Data privacy is a major concern when it comes to designing AI systems. This is because the statistical models used in AI are trained on large, previously-labeled datasets—some of which may contain proprietary and/or sensitive data.
Federated learning for collaborative AI model training
With federated learning, multiple stakeholders, both individuals and organizations, can provide access to their datasets to train an AI model. Learning is decentralized and updates to the shared model are aggregated on a central server to be distributed to all contributors. This approach ensures that each contributor’s data remains private.
However, at some point, end users are given access to the AI model trained on the data, raising security issues. A recently-discovered AI security risk—the model inversion attack—could leave training data exposed. A data holder or a bad actor with access to the central server, for example, could potentially reverse engineer the model’s output to determine what the input data was.
Differential privacy for enhanced security
Differential privacy is a technique that prevents bad actors from determining whether specific data (like data that can identify a person) has been used to train the model.
One of the most used differential privacy methods is random noise generation, either by the aggregation server before the model is sent, or by the end user. The downside is decreased model performance and, specifically, less accurate predictions. CEA-List’s research has focused on achieving a better tradeoff between data privacy and AI model accuracy.
Images reconstructed using an inversion attack:
Left: The image reconstructed from the model (left), compared to a copy of the image in the training dataset (right), unknown to the attacker.
Right: This is a second type of attack that targets the gradients exchanged at each learning iteration. The attacker can very faithfully reconstruct the input data from the gradients, again with no direct knowledge of the original data.
CEA-List’s new federated learning framework, SPEED, improves the privacy-accuracy tradeoff. The research that led to the advance was published in the journal Machine Learning2. In this framework, the end users are not considered trusted agents, and neither is the central server. The framework is based on a voting system. A simplified version of the model is trained on the end user’s private data. The server then sends an unlabeled data instance, and the end user’s simplified model yields an estimated label of the instance, called a vote.

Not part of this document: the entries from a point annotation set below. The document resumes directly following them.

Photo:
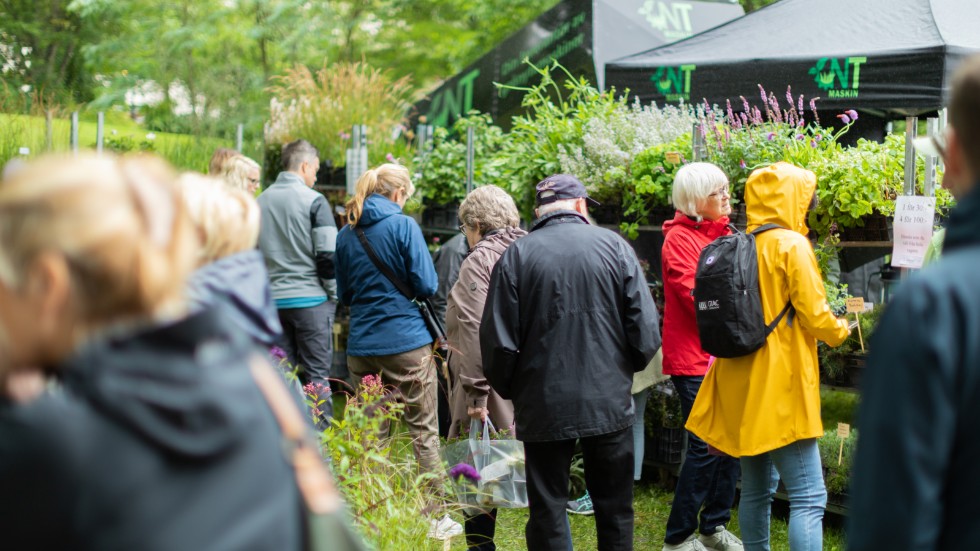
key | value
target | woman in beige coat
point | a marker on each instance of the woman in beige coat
(490, 221)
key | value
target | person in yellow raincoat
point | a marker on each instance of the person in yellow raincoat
(765, 407)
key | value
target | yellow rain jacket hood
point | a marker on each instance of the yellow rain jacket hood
(770, 398)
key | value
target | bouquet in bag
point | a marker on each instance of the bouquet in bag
(485, 472)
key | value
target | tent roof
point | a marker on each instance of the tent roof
(900, 39)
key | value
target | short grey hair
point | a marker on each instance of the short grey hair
(296, 153)
(693, 184)
(489, 208)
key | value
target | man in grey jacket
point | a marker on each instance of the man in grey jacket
(298, 237)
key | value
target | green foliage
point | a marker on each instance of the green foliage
(376, 473)
(441, 178)
(323, 107)
(652, 182)
(556, 122)
(838, 475)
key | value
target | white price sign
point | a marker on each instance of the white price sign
(912, 230)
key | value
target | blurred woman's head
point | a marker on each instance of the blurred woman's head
(87, 243)
(389, 180)
(485, 209)
(701, 191)
(226, 218)
(242, 173)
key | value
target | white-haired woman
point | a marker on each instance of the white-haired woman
(242, 173)
(159, 420)
(702, 199)
(490, 222)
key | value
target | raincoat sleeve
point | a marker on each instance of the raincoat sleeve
(910, 392)
(500, 328)
(421, 270)
(808, 295)
(641, 320)
(469, 295)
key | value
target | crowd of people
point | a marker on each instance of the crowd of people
(138, 306)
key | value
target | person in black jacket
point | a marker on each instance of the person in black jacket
(916, 478)
(568, 321)
(159, 438)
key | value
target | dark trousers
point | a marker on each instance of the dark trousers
(705, 479)
(307, 339)
(608, 477)
(480, 529)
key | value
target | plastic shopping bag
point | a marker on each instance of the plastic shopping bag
(500, 479)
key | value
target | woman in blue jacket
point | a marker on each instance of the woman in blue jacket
(387, 333)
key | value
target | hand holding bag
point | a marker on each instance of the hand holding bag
(432, 322)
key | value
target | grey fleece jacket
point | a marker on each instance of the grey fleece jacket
(297, 237)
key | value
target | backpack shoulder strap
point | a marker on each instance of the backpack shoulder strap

SPEED uses homomorphic encryption to process the votes anonymously. End users encrypt their votes, and the server aggregates them without decrypting them. This means that the server cannot access individual votes. The framework was applied to test models, and performed at the state of the art. For example, SPEED protected the server data without sacrificing model accuracy, something that PATE3, another differential privacy framework, cannot do.
Homomorphic encryption uses approximate algorithms. As their name suggests, these algorithms produce approximate—but not exact—solutions. Quantization must be used to map continuous data into discrete datasets. This process introduces “natural” noise into the data, much like a rounding error. CEA-List researchers recently found theoretical proof that quantization does indeed introduce this noise.
SHIELD is deliberately approximative, thereby reducing the algorithm’s computational burden while still ensuring differential privacy4.
SPEED and SHIELD could find their niches in healthcare, biometrics, and any other market where personal, sensitive, or proprietary data needs to be kept private. The potential is vast.
The solutions developed at CEA-List are already being used to increase the privacy of facial recognition systems, which typically require large training datasets that are often provided by organizations.
“We are now looking to expand into an even broader range of use cases, like cybersecurity, through EU-backed projects. When used together, the techniques we have developed could enable the secure sharing of data signatures, for example. This kind of solution could be extremely useful to public-sector organizations like government agencies that deal with threats daily. But the private sector is also showing increasing interest. We are talking to more and more businesses about how they can seize opportunities to extract value from their sensitive data without compromising on data privacy.”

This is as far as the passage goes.